Crossing Bridge Noodles” or guo qiao mixian (过桥线) is another famous Chinese entree with a strange name, this time from Yunnan province. Yunnan is the southwest-most province in China, abutting Thailand and Myanmar. As in Thailand and other Southeast Asian cultures, rice vermicelli is popular in Yunnan. To make Crossing Bridge Noodles, you start with hot broth, add ingredients (raw ones first, to be cooked by the hot liquid), and finally “cross the bridge” taking vermicelli from another bowl into your soup bowl. When you use chopsticks to do this, the noodles form a little bridge. There’s debate over whether this is really why the dish has this name, but I think this explanation is the most fun.

However, not all dishes have the same name throughout the country, or even from restaurant to restaurant. When I first moved to China, I enjoyed going to a hole-in-the-wall family restaurant that served food from far northern China. The first time I ate there some friends did all the ordering for the group.  When the food arrived, my partner and I were wowed by the restaurant’s lean, tangy sweet and sour pork. Then, a week or so later Dan and I went back by ourselves, armed with a dictionary, and showed the waiter a series of entries: “sweet,” “sour,” and, of course, “pork.” The waiter was patient and eager to help us, but completely baffled as to what we wanted. What on earth was this barbaric sweet and sour pork? We were stumped as well, since we knew we’d eaten exactly that just a week prior. That day we made do with our “point and shoot” method of ordering (akin to throwing a dart at a map and deciding to go there) and were sure to follow up with our friends later.

It turned out, the right way to order sweet and sour pork in that restaurant was to ask the waiter for guo bao rou, or, literally translated, “Pot Enveloped Meat” with “meat” being generally understood as “pork.” Unfortunately, as I found out when we moved towns, only that style of sweet and sour pork can be called that; going to other restaurants and ordering it only garnered me more than the usual amount of quizzical looks from staff.
Igor, bring me some...tofu.

Later, when I lived in Guizhou province, I discovered a tofu dish that I insisted on ordering for the pleasure of saying the name: “Brain Tofu,” dou fu nao (豆腐 ). A specialty of one particular restaurant in the town I lived in, it is a soft-set curd, the consistency of a not-quite-finished flan, resting in watery brine. It’s the color of our “little gray cells” too. Not entirely appetizing to look at, it was however a great fire quencher when paired with Guizhou’s other, spicy, cuisine.

What strange menu items have you found while traveling? 


  1. I love the strange names that you always find in China, Beth. I love the descriptive nature of the names. "Ants climbing a tree" is especially evocative, especially since you described it so clearly.

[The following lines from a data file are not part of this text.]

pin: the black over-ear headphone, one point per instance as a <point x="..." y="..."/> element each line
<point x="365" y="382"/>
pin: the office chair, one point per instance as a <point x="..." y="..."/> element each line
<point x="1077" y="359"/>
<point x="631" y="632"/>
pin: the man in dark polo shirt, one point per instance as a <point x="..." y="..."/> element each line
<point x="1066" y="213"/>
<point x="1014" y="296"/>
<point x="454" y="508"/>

  2. Beth, you and your recent adventures just keep me in stitches. I read your first paragraph and knew I was in for another great "Beth adventure." Keep em coming!

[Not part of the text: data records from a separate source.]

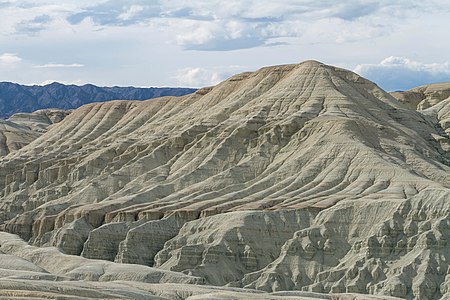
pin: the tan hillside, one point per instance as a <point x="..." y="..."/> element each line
<point x="424" y="97"/>
<point x="299" y="177"/>
<point x="21" y="129"/>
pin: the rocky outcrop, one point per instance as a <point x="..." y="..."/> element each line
<point x="21" y="129"/>
<point x="424" y="97"/>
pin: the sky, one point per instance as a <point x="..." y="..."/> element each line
<point x="398" y="44"/>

  3. I giggled all the way through this post, Beth. I once helped a restaurant in la Paz, Bolivia and translated their menu. They had some great translations of their own into English (wish I could remember them!) but I think the Chinese excel in the interesting translations on menus department.

  4. You can't go to a restaurant in China without a camera. This should be law. Take pictures of the food, take pictures of the funny menu items. :) Thanks for the comments!

  5. When I first moved to East Germany, I ordered a dish in a restaurant because of its name - then wished I hadn't. It was called Hackpeter, which means "chopped Peter," and turned out to be a kind of steak tartare. Raw hamburger on toast topped with a raw egg. The name, combined with the appearance, quite took my appetite away. I must have had a horrified look on my face because the waitress smiled and took the food away without another word.